I’m having withdrawals and I’m going in and out. I’m still trying to figure out how it all started. It’s all just a blur and Im not really sure how i got here. I walk into the bathroom, lean into the mirror with a hot towel over my face. I take a deep breath and inhale the steam vapor from the towel as I slowly slide the towel down my face. My face feels long as a bring the towel just below my eyes and look deep into the mirrored mess. I slowly exhale into the towel as I wipe down my face and moan. The word are not intelligible even to me. My thoughts and emotions are moaning from the inside quicker than my mouth can shape the sounds into words. Now I’m looking into the mirror at someone who likes me but I’m not quite sure how we got here.
I’m zooted or at least it feels like it. How? Was it hidden within a glass of wine, a neatly laid line, or tightly rolled in some cigarette paper? Could it have been a pill secretly slipped into my drink or some liquid my skin unknowingly absorbed. Was it a wall of smoke that bellowed from a pipe, a Cheek and Chong bong? In not really sure. I don’t remember any of this. Whatever it is, it has interrupted the chemical make up of my body and has caused an imbalance that is foreign to all of me. It has thrown my natural and normal function way off.
Something is going on. I look into the mirror and now the room is steamed up enough for me to see a faint message smeared on the glass. Wait, I’m trying to read it. I can’t make out the words. DrugHelluvaLove. It’s a bunch of words mixed up like a Soul train scramble board. Who would take their finger and smear words on my mirror and leave the premises knowing that I would find this message. It says, “HelluvaDrugLove.” I get startled because I don’t like surprises. I called for Siri!!! Hey Siri!!! what does “helluva mean? To my surprise and possibly yours, it’s spelled out correctly. Rick James said, “Cocaine is a helluva drug!!”
Now here I sit with the shakes. I do a quick self diagnosis. I’m having withdrawals. Of course, I ask my girl!! Hey Siri, define withdrawals!! She hits me back with, “Withdrawals are a group of symptoms that occur as a result of an abrupt discontinuation of a certain drug.” I said, “Whoop, there it is!!” Dang, I’m having love withdrawals!! You flooded my entire system, my blood system, my cardiovascular system and my mental make up. You saturated my soul with your love and then just like that, you discontinued that consistent supply of a mind blowing goodness and I am totally discombobulated. Uh Siri? She said, “Confused or thrown off kilter.” I’m not really sure what my kilter is but I’m convinced it’s no longer in working order.

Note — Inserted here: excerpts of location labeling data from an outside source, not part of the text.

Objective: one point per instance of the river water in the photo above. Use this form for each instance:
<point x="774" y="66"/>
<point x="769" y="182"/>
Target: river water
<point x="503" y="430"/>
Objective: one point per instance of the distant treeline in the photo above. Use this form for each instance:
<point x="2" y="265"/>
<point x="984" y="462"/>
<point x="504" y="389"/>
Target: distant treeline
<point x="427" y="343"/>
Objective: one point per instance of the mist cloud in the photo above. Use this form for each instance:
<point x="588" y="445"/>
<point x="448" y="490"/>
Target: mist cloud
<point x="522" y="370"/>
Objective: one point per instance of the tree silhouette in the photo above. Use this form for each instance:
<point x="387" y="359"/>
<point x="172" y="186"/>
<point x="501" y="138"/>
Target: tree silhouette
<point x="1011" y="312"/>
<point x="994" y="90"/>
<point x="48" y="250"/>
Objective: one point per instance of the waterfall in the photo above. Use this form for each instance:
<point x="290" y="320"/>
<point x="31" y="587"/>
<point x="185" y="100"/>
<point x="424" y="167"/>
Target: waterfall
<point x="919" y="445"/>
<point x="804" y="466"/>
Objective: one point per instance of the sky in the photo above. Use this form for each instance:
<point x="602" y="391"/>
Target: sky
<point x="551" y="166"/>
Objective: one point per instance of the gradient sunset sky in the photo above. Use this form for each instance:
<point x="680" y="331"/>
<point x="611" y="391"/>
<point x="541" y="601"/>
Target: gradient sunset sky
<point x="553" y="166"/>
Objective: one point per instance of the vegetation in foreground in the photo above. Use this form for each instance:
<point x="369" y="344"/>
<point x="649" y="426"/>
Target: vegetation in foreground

Love withdrawals? Drugs I understand but Love? I say it to myself as if I don’t live with me. Love is a Helluva Drug Bro. You got symptoms? I started reciting symptoms and it sounded more like an episode of Emergency when the paramedics are preparing to transport a patient. “Rampart, we have a black male approximately fifty four years of age, glassy eyes, smile on his face, he’s having sporadic outburst of amazing flashbacks, his arms keep reaching for someone. He’s having hallucinations and conversations with someone in a romantic way but no one is here. Rampart, squaks back over the rover, “It’s just “Love withdrawals!!” What do we need to administer to stabilize the patient? Well, It might wear off at some point or at least to the point that the patient can function. I’ve seen scenarios where once they are gone, they are gone forever. Just make them comfortable!!!
You ever had Love Withdrawals? Ay, Love is Helluva Drug!! One hit and you are gone forever. You’ll give anything for it and to have it. No withdrawals? Well maybe you ain’t had it right. I guess it’s only fair to warn you. You think Cocaine is a Helluva drug? At least, there is rehab for Coke. There is no Rehab for Love!! Let’s just say it together slow, “Love is A Helluva Drug!!”